Recently, in State v. S.E.R., the Oregon Court of Appeals overturned (yet another) civil commitment order. The issue before the court was whether the evidence presented at the commitment hearing had been sufficient to prove that she was “[d]angerous to self or others” within the meaning of ORS 426.005(1)(f)(A). A person is “dangerous to self” for those purposes if the person’s mental disorder puts her at a “nonspeculative risk of serious physical harm or death in the near future, absent commitment.” State v. S. R. J., 281 Or App 741, 749-50 (2016). A person is “dangerous to others” for those purposes if her mental disorder makes her highly likely to engage in future violence toward others, absent commitment. Id at 755.
What evidence failed to meet that standard?
- Appellant’s commitment was precipitated after police and a local mental health crisis team were called to her residence after appellant started “behaving erratically”

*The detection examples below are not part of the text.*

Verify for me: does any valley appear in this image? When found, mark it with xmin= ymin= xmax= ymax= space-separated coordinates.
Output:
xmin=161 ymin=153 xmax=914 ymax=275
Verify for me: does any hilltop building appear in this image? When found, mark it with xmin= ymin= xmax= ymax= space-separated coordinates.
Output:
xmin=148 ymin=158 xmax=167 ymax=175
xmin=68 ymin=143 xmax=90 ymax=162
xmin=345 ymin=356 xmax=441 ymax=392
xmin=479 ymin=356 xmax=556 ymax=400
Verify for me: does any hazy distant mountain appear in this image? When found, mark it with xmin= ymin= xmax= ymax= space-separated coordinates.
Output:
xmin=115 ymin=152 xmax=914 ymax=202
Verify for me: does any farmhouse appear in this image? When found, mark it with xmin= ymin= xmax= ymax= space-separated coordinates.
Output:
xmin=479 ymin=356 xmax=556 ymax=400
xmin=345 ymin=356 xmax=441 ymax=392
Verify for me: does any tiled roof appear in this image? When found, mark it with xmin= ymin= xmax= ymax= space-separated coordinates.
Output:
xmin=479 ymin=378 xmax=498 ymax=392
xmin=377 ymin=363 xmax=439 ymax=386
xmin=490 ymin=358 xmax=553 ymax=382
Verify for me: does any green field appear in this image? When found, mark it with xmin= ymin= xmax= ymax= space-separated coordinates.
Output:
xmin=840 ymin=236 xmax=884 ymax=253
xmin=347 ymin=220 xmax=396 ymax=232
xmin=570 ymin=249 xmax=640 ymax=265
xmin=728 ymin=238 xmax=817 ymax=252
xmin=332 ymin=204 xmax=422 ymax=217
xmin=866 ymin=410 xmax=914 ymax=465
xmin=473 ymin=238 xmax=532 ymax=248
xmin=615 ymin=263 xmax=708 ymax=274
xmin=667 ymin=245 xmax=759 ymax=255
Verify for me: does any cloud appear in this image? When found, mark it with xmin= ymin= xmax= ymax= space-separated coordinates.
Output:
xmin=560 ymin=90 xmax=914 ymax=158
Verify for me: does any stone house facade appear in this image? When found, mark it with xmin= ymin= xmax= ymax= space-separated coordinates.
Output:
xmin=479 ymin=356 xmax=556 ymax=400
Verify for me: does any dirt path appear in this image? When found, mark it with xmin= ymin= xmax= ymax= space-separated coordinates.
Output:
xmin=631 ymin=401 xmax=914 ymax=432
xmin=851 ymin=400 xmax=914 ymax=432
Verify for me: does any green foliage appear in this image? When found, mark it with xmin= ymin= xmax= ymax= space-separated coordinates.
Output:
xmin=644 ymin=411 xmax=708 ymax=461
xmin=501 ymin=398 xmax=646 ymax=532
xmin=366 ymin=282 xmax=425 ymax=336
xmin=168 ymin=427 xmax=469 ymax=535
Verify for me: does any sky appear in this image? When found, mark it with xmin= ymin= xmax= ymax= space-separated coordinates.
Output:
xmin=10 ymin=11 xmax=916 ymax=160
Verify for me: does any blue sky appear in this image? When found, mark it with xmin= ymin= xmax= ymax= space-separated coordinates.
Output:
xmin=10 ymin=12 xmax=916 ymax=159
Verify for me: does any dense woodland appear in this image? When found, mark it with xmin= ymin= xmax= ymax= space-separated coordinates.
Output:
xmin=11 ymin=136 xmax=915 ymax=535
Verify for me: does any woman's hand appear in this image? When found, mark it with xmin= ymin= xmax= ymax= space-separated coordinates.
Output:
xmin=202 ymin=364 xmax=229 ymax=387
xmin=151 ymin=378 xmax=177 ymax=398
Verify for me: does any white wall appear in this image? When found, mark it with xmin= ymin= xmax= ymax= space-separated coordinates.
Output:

- After police arrived, appellant asked them to shoot her, but (as the court noted) “there is no evidence that she behaved in a way that made it likely that they would.”
- She was transported to a hospital, where she “presented as paranoid, psychotic, and manic, and was given emergency medications.” Her mania continued for at least 4 days. She became increasingly upset about being held at the hospital. She threatened suicide. She threatened the staff.
- She was placed in seclusion, where she started banging her head on the floor. When staff entered the room to further restrain her, she kicked a male nurse in the genitals and continued to bang her head on whatever she could. Concerned that she had been hitting her head hard enough to cause a brain injury, medical staff arranged for a CT scan, but the scan showed no injury— appellant suffered only a minor abrasion.
The hospital initiated commitment proceedings.